Brewing up an ESB this week and wanted to run by my latest water profile I worked up for it. I tried the Amber Bitter profile for Brunwater last time for a special bitter and did not care for it. Looking at the Pale Ale profile (which I have used in AIPA’s before) and it seems a bit too over-mineralized for what I am looking for.
So, here is my adjusted water for this next one with a predicted 5.4 mash pH and RO water. 1.056 OG, 11-12 SRM, 45 IBU’s
61 ppm Ca
12 ppm Mg
30 ppm Na
130 ppm SO4
51 ppm Cl
These additions were made to help hit my target pH with the resulting adjusted levels above. Any thoughts or suggestions?
I think that looks good for an ESB with lower minerality. You may want to consider bumping the Cl a bit to boost the malt a little, but that’s your call. My ESB water profile looks pretty similar to yours, but with 100ppm Cl and 150ppm Sulphate (spelled with a “ph” since it’s an English ale )
I was considering bumping the sulfate a bit, but didn’t want it to accentuate the hops too much so that it totally overpowers the malt. I have about 45 IBU’s going into mine, how many IBU’s do you shoot for in your ESB with that sulfate level?

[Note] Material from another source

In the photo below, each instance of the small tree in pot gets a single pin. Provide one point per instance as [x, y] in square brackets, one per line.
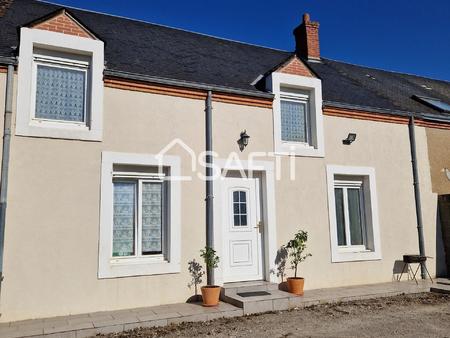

I find that the Bitter profiles work well with ESB’s, but there are some brewers from UK that feel that the mineral content (specifically chloride) is not high enough for their tastes. I have to admit that brewing with high sulfate and high chloride does impart a minerally flavor to the beer. If that is what you want, do boost the chloride over 100 ppm and keep the sulfate high too. If you prefer your beer to taste like beer, you may be happier with the Bitter profiles closer to their published values.